Thread: [SOLVED] Triangle Question!

Hi, I'm a little wary regarding this problem. I'm pretty sure I'm doing it right but would appreciate it if someone verified my solution. The question is:

The perimeter of a right triangle is 60 cm. The length of the hypotenuse is 6 cm more than twice the length of one of the other sides. Find the lengths of all three sides.

So here' what i did.
Let one side of the triangle be x, let the other be y
60 - x - (2x+6) = y
(54-3x) = y

a^2 + b^2 = c^2
So X^2 + (54-3x)^2 = (2x+6)^2
After expanding i got
6x^2 - 348x + 2880 = 0
Using the quadratic formula, I got 10, 48.

Choosing 10 as the best answer for x and solving for y.

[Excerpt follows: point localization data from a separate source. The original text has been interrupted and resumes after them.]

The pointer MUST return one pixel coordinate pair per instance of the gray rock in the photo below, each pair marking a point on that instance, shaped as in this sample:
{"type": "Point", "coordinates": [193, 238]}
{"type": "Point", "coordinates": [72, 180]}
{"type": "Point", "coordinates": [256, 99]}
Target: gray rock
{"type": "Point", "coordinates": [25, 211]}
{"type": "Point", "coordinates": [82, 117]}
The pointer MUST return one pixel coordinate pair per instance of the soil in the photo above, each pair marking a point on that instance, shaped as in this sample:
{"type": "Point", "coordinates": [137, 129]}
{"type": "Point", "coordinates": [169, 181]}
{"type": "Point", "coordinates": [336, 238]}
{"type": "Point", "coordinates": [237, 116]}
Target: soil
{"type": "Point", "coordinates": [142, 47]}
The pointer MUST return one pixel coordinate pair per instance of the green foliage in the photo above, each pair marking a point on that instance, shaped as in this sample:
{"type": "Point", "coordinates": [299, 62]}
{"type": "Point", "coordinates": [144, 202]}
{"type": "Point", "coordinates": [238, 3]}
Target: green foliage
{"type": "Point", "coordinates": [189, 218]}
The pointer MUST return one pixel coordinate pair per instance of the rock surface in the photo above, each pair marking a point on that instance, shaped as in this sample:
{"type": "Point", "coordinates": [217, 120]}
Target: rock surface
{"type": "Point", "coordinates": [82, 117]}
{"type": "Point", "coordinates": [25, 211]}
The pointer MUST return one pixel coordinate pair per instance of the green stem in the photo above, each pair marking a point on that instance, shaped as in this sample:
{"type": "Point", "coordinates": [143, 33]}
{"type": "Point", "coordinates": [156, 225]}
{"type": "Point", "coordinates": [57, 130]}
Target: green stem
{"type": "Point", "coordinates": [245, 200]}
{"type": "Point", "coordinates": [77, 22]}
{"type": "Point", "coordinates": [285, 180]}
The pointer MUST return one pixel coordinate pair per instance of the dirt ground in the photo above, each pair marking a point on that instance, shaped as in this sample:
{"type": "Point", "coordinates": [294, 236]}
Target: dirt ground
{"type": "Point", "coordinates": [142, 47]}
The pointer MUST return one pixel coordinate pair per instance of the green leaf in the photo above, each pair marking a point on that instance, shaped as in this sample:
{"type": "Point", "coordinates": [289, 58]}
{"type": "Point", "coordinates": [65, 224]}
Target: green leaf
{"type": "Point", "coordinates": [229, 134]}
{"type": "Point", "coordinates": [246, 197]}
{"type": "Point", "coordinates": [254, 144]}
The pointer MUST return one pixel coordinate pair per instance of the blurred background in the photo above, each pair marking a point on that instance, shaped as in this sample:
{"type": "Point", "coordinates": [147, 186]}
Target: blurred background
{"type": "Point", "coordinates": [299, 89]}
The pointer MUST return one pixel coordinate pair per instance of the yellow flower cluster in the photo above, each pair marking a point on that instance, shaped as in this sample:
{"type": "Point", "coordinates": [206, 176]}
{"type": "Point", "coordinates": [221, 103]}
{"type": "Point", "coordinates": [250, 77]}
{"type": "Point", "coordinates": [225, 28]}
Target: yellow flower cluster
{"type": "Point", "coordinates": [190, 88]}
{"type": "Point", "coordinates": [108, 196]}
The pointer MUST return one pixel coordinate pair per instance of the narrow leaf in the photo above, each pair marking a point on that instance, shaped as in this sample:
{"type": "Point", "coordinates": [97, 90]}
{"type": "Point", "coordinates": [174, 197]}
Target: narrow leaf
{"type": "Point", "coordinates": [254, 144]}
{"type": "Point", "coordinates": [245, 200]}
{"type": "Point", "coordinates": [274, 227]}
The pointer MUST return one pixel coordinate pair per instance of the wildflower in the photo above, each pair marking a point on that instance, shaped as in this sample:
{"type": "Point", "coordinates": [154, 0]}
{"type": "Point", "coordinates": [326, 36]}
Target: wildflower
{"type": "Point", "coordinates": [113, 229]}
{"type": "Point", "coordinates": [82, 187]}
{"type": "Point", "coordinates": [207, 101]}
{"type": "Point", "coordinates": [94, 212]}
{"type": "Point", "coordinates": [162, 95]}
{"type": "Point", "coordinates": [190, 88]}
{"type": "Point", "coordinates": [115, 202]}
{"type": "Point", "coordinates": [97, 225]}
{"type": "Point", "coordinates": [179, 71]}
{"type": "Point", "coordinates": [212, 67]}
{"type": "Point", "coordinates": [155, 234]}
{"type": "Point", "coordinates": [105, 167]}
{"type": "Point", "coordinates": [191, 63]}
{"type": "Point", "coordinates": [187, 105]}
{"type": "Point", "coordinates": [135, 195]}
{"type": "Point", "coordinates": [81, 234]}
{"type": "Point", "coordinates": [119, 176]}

I got the following at my answers:
10, 24, and 26 as the sides of the triangle. Is my approach correct?

THANKS!

Originally Posted by demo1

Hi, I'm a little wary regarding this problem. I'm pretty sure I'm doing it right but would appreciate it if someone verified my solution. The question is:

The perimeter of a right triangle is 60 cm. The length of the hypotenuse is 6 cm more than twice the length of one of the other sides. Find the lengths of all three sides.

So here' what i did.
Let one side of the triangle be x, let the other be y
60 - x - (2x+6) = y
(54-3x) = y

a^2 + b^2 = c^2
So X^2 + (54-3x)^2 = (2x+6)^2
After expanding i got
6x^2 - 348x + 2880 = 0
Using the quadratic formula, I got 10, 48.

Choosing 10 as the best answer for x and solving for y. I got the following at my answers:
10, 24, and 26 as the sides of the triangle. Is my approach correct?

THANKS!

Hi demo1,

You did good!

I'm so glad! Thanks for confirming my answer.